To share an anecdote, my friend Moriah says her Skullcandy earbuds have lasted her over three years of constant use, and the only thing wrong with them is that the paint's started to chip off.
Skullcandy has since branched out to cater to gamers with a new line of headphones after its acquisition of Astro Gaming, well respected for their A30 and A40 series of gaming headphones. Their new headphones include the SLYR, the PLYR 2 and the PLYR 1. We'll be covering the SLYR in this review.
The SLYR is the most inexpensive option of Skullcandy's gaming lineup, and it should be compared to other headphones in the sub-$200 price range. Priced at a mere $80, the headset comes with a pair of decent cans and a serviceable microphone. Both items share a single connection that plugs directly into a portable USB mixer.
For the purpose of this review, I tested the SLYR on Borderlands 2 for the PC and Halo 4 for the Xbox 360.
Both the sound and music came through the speakers loud and clear, and I could hear my teammates voices through the gunfire thanks to game's ability to lower the game volume during conversation. Despite this feature, there were moments when my teammates would've been difficult to comprehend on my surround speakers, but I had no problem discerning their speech on the SLYR.
Likewise, my teammates could understand my voice just fine, and the built-in microphone—while certainly not on the same caliber as an Apogee microphone—served its purpose a lot better than any Plantronics headset I've ever used, which typically had teammates complaining about how "tinny" I sounded. The built-in microphone is compact and stays well out of the way, and it can also be folded into the headset when not in use.
For the Xbox 360, I had to plug the portable mixer into the Xbox 360. The mixer comes with a whole lot of wires, and my only qualm with that I wish the headset were wireless—but for $80, that's not really a possibility and not something I have any complaints about. Thankfully, the wires are long enough that I didn't have any trouble while using the SLYR despite sitting several feet away from both the TV and the gaming console.
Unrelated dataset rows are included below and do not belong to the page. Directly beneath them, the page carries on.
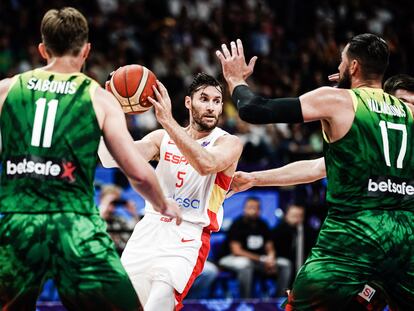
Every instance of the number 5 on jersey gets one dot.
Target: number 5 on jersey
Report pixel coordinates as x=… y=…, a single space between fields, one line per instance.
x=180 y=177
x=38 y=122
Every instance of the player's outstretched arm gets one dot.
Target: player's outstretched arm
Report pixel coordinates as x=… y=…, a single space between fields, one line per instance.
x=300 y=172
x=148 y=147
x=121 y=146
x=225 y=152
x=4 y=88
x=331 y=105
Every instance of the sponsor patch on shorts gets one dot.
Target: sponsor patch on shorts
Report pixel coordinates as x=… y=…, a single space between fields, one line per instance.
x=367 y=293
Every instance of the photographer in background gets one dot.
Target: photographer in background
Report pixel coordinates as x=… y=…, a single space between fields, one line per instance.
x=119 y=223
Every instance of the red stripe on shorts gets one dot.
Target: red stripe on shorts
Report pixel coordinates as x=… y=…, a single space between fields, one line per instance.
x=201 y=259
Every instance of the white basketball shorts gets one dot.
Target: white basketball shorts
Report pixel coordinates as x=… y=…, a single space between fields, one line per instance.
x=159 y=250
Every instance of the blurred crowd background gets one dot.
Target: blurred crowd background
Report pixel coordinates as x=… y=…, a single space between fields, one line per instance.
x=298 y=43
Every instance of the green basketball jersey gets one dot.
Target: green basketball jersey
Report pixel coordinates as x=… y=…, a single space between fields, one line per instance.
x=372 y=166
x=50 y=137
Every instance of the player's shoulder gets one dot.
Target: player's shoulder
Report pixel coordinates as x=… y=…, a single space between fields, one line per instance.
x=227 y=138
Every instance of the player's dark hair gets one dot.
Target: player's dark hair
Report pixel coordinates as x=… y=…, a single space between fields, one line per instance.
x=252 y=198
x=371 y=52
x=64 y=31
x=399 y=82
x=202 y=80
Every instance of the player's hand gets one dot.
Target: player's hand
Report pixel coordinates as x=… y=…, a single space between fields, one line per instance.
x=162 y=103
x=233 y=63
x=108 y=81
x=241 y=182
x=173 y=211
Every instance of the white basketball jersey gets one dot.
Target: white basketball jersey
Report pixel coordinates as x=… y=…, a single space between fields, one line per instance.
x=200 y=197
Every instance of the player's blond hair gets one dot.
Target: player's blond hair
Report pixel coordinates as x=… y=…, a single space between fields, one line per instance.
x=64 y=31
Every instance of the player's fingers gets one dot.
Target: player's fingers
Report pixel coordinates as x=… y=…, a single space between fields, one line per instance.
x=252 y=62
x=162 y=88
x=233 y=48
x=220 y=56
x=157 y=93
x=226 y=51
x=154 y=102
x=240 y=49
x=230 y=194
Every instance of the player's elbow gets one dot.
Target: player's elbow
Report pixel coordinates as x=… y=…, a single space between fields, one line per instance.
x=205 y=169
x=247 y=110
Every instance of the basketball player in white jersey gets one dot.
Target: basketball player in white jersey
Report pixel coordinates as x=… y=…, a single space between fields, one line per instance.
x=195 y=167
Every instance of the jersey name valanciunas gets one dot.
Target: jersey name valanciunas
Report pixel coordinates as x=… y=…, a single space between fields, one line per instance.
x=372 y=166
x=200 y=197
x=50 y=137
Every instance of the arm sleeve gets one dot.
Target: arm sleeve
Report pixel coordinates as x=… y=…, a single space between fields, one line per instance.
x=258 y=110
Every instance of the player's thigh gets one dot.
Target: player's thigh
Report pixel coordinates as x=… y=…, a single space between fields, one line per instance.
x=89 y=273
x=23 y=259
x=401 y=291
x=326 y=283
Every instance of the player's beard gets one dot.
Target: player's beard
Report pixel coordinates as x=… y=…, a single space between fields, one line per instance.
x=345 y=81
x=200 y=124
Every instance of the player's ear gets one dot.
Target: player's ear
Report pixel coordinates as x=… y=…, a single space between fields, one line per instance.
x=85 y=50
x=354 y=66
x=42 y=51
x=187 y=102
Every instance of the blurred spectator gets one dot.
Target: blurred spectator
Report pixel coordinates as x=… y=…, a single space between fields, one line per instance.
x=119 y=223
x=293 y=239
x=251 y=250
x=201 y=288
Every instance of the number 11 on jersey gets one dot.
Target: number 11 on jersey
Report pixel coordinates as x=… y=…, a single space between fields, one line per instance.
x=38 y=122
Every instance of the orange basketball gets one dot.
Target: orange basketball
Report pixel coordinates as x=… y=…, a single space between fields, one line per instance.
x=131 y=85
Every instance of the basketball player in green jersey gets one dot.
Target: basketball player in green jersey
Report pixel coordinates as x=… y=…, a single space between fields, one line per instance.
x=366 y=247
x=306 y=171
x=51 y=121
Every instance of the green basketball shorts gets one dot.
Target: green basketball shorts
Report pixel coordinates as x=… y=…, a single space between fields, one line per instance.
x=72 y=249
x=361 y=256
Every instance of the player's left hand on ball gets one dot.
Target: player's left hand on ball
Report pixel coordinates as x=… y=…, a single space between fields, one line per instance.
x=334 y=77
x=162 y=103
x=108 y=81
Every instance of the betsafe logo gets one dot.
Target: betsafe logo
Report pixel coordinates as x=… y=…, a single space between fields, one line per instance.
x=378 y=185
x=40 y=168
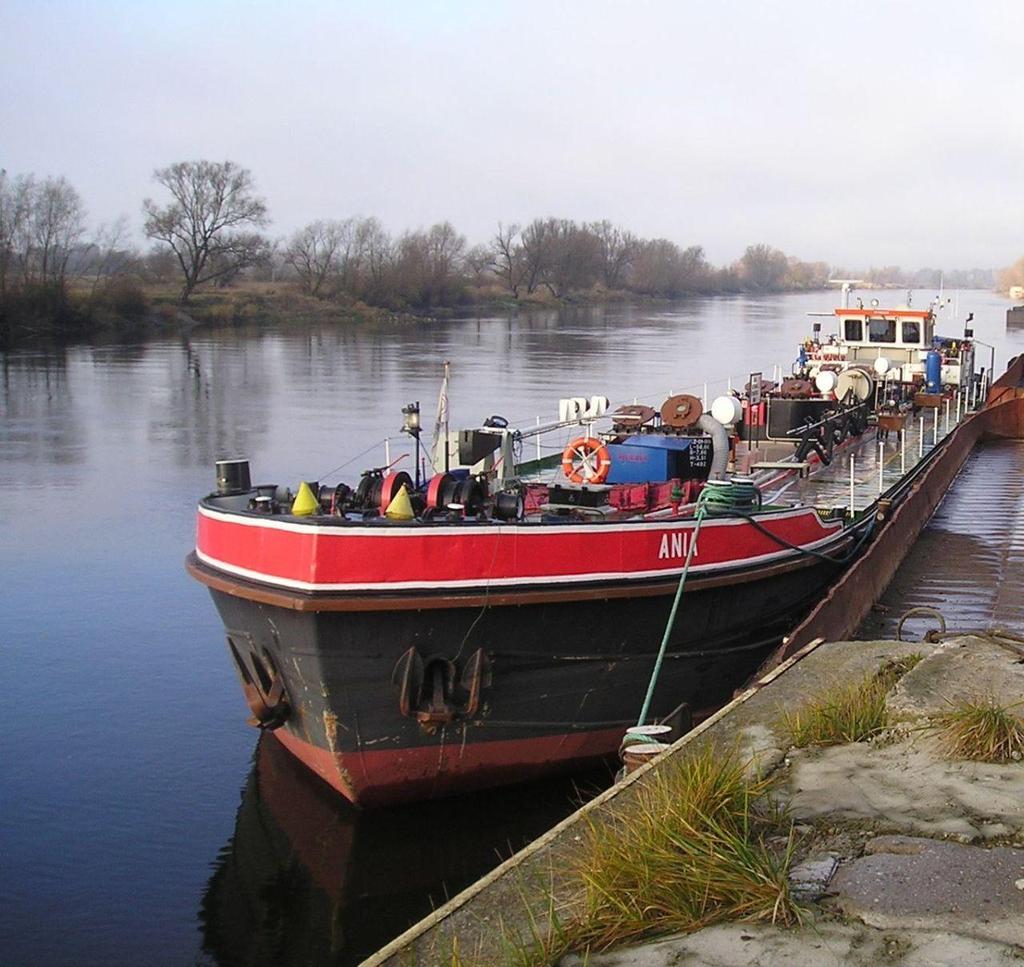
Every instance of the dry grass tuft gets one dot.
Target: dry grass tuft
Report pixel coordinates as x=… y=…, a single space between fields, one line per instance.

As I mentioned before, the SLYR comes with an in-line mixer that serves as a portable sound card. You'll need it to use the microphone as the headset only contains a single audio jack, and it comes with a volume function and three equalizer options. There's Bass, Precision, and Supreme. Precision makes the sound tinny, while Bass just makes it difficult to hear your teammates. For the best audio quality, the settings are best left on Supreme. It's not a feature that lends much to the whole package as the headphones sound fine without these bells and whistles.
Make and Materials
The SLYR's made out of hard plastic that doesn't feel cheap, and is comparable to what you might find on Sennheiser's much more expensive HD598 headphones.
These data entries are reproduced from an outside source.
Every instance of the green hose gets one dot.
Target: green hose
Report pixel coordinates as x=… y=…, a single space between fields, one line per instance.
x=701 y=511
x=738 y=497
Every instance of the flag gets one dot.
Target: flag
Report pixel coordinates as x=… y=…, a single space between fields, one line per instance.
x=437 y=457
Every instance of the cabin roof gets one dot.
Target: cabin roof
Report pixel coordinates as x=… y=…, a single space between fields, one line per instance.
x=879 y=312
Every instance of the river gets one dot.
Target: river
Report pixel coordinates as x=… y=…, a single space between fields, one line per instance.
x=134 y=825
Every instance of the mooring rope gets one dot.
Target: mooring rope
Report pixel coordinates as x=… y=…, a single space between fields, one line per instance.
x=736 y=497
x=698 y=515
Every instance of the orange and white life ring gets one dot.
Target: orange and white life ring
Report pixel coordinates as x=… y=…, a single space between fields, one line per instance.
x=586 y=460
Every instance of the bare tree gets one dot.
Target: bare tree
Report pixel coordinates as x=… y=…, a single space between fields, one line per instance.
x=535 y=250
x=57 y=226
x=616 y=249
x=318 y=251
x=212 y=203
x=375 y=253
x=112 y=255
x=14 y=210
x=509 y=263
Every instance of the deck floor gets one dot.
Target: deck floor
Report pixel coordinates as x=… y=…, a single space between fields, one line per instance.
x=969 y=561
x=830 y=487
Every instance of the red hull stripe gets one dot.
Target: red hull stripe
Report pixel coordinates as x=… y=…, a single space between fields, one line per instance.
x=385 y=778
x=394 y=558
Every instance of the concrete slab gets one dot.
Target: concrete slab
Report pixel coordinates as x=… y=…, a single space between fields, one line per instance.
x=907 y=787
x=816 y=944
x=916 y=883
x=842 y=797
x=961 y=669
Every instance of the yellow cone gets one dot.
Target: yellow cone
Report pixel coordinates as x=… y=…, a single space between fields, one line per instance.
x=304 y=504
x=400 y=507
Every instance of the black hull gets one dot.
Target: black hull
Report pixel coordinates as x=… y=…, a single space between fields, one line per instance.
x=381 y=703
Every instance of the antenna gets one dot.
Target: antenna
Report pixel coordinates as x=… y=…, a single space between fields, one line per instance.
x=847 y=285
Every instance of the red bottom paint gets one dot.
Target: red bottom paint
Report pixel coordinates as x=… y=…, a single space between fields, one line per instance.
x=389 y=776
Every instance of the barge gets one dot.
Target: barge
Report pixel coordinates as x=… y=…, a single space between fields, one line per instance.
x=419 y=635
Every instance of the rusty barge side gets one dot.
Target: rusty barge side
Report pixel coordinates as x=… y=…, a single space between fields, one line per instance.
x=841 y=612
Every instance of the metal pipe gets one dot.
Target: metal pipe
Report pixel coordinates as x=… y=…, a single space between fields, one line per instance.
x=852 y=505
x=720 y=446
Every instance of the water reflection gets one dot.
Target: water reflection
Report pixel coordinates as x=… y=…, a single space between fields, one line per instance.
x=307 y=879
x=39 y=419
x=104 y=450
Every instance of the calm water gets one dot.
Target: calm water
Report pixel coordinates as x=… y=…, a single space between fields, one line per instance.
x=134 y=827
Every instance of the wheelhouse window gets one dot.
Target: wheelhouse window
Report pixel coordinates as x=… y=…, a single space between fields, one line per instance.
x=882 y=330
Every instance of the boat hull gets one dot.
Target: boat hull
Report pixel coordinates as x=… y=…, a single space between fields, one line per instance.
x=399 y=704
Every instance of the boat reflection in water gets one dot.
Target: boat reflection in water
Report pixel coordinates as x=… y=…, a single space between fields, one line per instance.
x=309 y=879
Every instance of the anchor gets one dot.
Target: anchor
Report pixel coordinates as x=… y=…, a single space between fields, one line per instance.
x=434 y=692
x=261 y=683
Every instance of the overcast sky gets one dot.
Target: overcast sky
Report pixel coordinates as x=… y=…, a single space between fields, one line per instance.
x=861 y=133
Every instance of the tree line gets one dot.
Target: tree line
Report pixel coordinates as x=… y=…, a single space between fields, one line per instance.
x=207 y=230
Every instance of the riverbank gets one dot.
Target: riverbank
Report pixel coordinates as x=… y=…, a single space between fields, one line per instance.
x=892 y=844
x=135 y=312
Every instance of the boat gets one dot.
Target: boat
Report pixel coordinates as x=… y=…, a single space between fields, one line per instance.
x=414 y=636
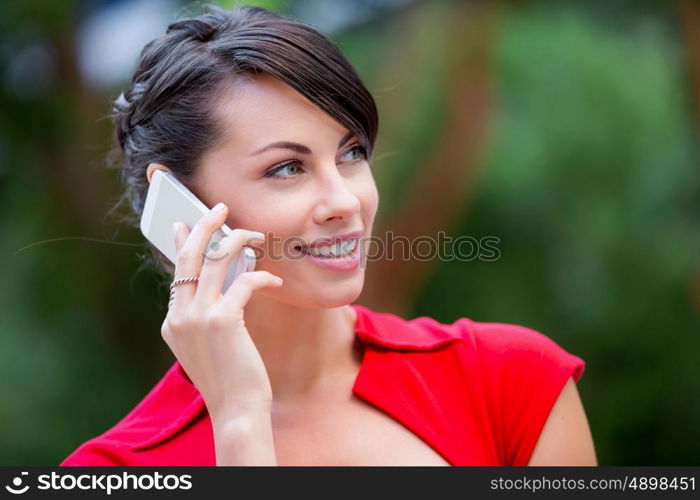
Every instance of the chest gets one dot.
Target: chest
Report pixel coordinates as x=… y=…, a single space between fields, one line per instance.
x=348 y=432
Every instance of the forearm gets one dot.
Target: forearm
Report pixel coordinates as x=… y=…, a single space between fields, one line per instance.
x=244 y=440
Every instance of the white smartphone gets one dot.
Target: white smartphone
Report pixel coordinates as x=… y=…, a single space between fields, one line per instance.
x=168 y=201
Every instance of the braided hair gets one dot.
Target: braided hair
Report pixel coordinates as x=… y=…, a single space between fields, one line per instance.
x=166 y=115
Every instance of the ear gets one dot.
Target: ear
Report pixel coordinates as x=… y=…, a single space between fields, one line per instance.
x=152 y=168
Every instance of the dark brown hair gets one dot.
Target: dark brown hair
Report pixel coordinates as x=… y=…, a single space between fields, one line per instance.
x=166 y=115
The cups are made of soft fabric that remain cool and comfortable on the ears after long periods of wear. They're also a lot more durable than the pleather usually found on other headsets, which tend to flake off after a couple months of heavy use.
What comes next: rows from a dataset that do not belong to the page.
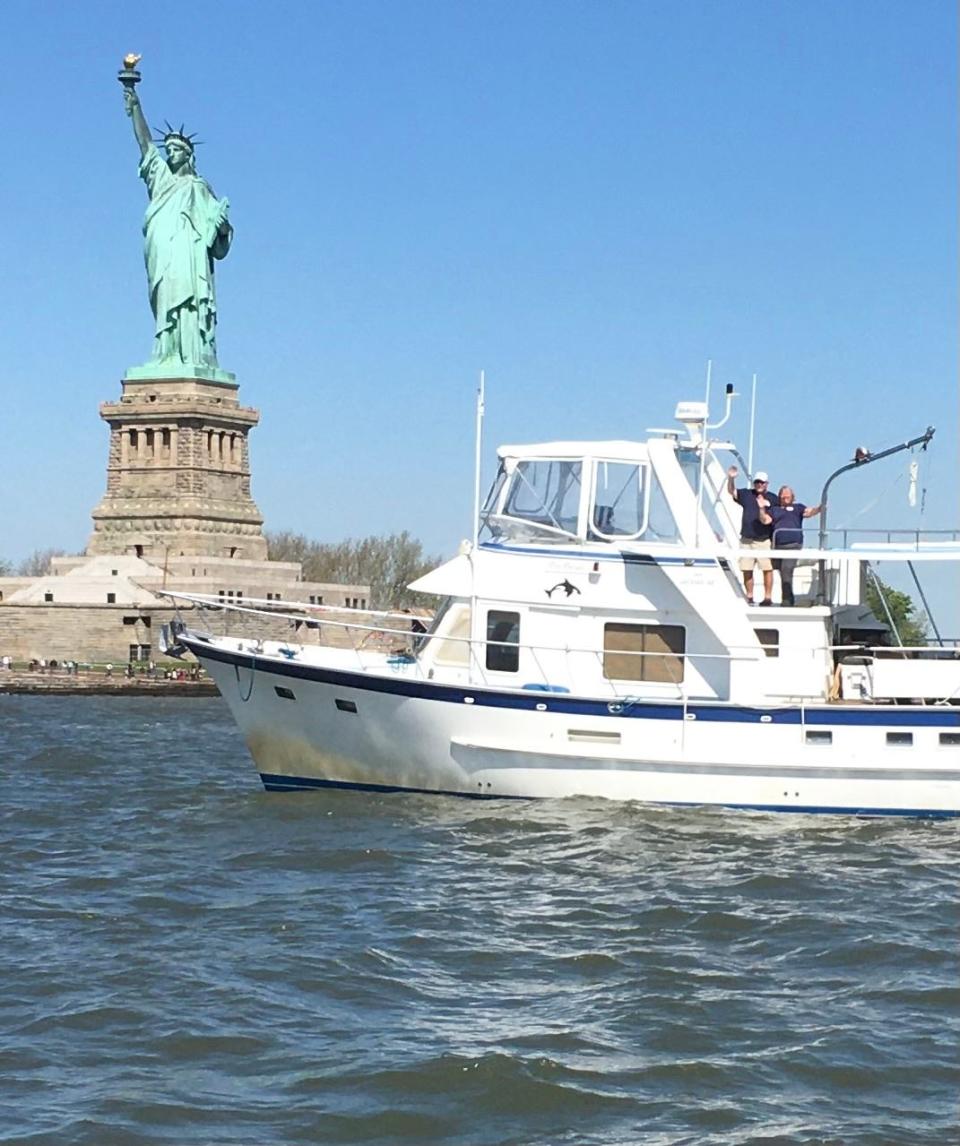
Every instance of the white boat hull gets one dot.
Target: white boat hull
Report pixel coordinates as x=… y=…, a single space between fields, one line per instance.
x=309 y=725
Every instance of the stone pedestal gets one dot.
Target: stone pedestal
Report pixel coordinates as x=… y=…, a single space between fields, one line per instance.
x=178 y=476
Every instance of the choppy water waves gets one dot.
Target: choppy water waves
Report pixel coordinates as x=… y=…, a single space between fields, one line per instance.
x=189 y=959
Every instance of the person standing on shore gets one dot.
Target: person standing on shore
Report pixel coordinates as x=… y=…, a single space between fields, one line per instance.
x=754 y=532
The only potential problem with the SLYR is its cable, which isn't heavy gauge. The wires are noisy, so the SLYR isn't a good option for outdoor use. Thankfully, the wires aren't built into the headphones so you can swap them out for heavier replacements should you need to.
Unless you're willing to pay more for a headset, the SLYR does little wrong for its price. Clear sound, a decent microphone, and problem-free functionality regardless of platform make it a good headset for any gamer on a budget.